Le processus d’adhésion des Balkans à l’UE étouffe des conflits sous-jacents

Depuis leurs indépendances obtenues en juin 1991, la Slovénie et la Croatie contestent leur frontière maritime dans la petite baie de Piran, qui constitue actuellement l’une des limites de la zone Schengen ; la Slovénie étant dans l’Union européenne depuis 2004 alors que la Croatie est candidate.

Le gouvernement slovène de centre-gauche, dirigé par Borut Pahor, avait créé la sensation en décembre 2008 en annonçant le blocage de plusieurs chapitres d’adhésion croate à l’Union européenne, ce qui avait sérieusement alourdi les relations entre ces deux ex-républiques yougoslaves. En septembre 2009, la Slovénie avait revu sa position et les deux pays s’étaient mis d’accord pour confier la délimitation de leur frontière à une commission d’arbitrage internationale. La Slovénie devant néanmoins, au préalable, valider par référendum cette proposition, avec le risque récurrent de voir l’électorat se mobiliser sur des enjeux de politique intérieure et de sanctionner les divisions de la fragile coalition gouvernementale de Pahor.

Au terme d’une campagne très engagée, le 6 juin, les Slovènes ont approuvé de justesse la proposition (51,5 %). Pour l’Union européenne, l’enjeu allait évidemment bien au-delà du traitement d’un litige frontalier : un “non” slovène au référendum aurait créé une situation de blocage entre un petit Etat de l’UE et un Etat candidat, dangereux précédent en vue de l’intégration du reste des Balkans. Du fait des rivalités de pouvoir, de l’instrumentalisation des enjeux ethniques et religieux mais aussi du ressentiment consécutif aux guerres des années 1990, le veto d’un Etat membre peut devenir dans les Balkans une nouvelle arme d’exclusion.

La Slovénie aujourd’hui, la Croatie demain pourraient être tentées de ralentir, voire de sabrer les ambitions européennes de territoires aussi fragiles et instables que sont la Bosnie-Herzégovine, la Macédoine ou le Kosovo. Pour la Serbie, principal acteur politique et économique, mais dont la population reste encore aux marges de la prospérité, l’entrée dans l’UE est désormais la priorité, au point d’en faire un marchandage à peine voilé sur la question du Kosovo. Les Etats-Unis l’ont d’ailleurs bien compris, eux qui poussent sans ambages pour une intégration des Balkans dans l’UE.

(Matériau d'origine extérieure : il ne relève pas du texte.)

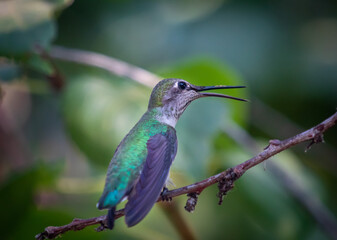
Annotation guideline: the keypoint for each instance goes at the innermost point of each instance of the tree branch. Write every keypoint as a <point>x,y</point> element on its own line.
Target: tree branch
<point>113,65</point>
<point>224,179</point>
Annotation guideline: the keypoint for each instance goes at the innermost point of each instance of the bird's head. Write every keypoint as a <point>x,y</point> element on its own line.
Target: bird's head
<point>174,95</point>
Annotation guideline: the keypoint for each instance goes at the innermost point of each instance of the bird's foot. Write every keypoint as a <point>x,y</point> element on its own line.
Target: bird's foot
<point>163,195</point>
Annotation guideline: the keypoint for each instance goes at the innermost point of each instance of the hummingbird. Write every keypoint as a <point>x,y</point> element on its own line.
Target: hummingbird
<point>140,166</point>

Depuis une dizaine d’années, la région fait moins parler d’elle : non que les enjeux sensibles de cohabitation des différentes nationalités aient disparu, mais la perspective d’adhérer à l’UE focalise les débats politiques autour du développement économique. En Serbie, par exemple, le leader nationaliste, Tomislav Nikolic a dû assouplir ses positions anti-européennes pour prétendre jouer un rôle politique important face au président pro-européen Boris Tadic.

Dans ce contexte, il est donc peu pertinent que des questions secondaires comme la question de la baie de Piran menacent les processus d’adhésion dans les Balkans. Car, derrière ces enjeux à priori régionaux, voire locaux, se cachent en fait les mêmes thèmes d’exclusion et de conquête de territoires qui firent basculer la région dans le chaos. Ainsi, les pourfendeurs du “non” au référendum slovène n’ont-ils pas hésité à comparer ce résultat avec celui de la perte de la Carinthie par le nouveau Royaume des Serbes, des Croates et des Slovènes en 1920. Ainsi n’ont-ils pas hésité non plus à jouer de cartes erronées sur des affiches électorales pour emporter la décision.

Aujourd’hui, ces arguments n’ont pas suffi et l’Europe s’en tire à bon compte, mais qu’adviendra t-il demain si un Etat issu de l’ex-Yougoslavie se retrouve bloqué à cause d’un veto abusivement utilisé à son encontre ?

Laurent Hassid, universitaire, géographe, spécialiste des Balkans et de la Slovénie.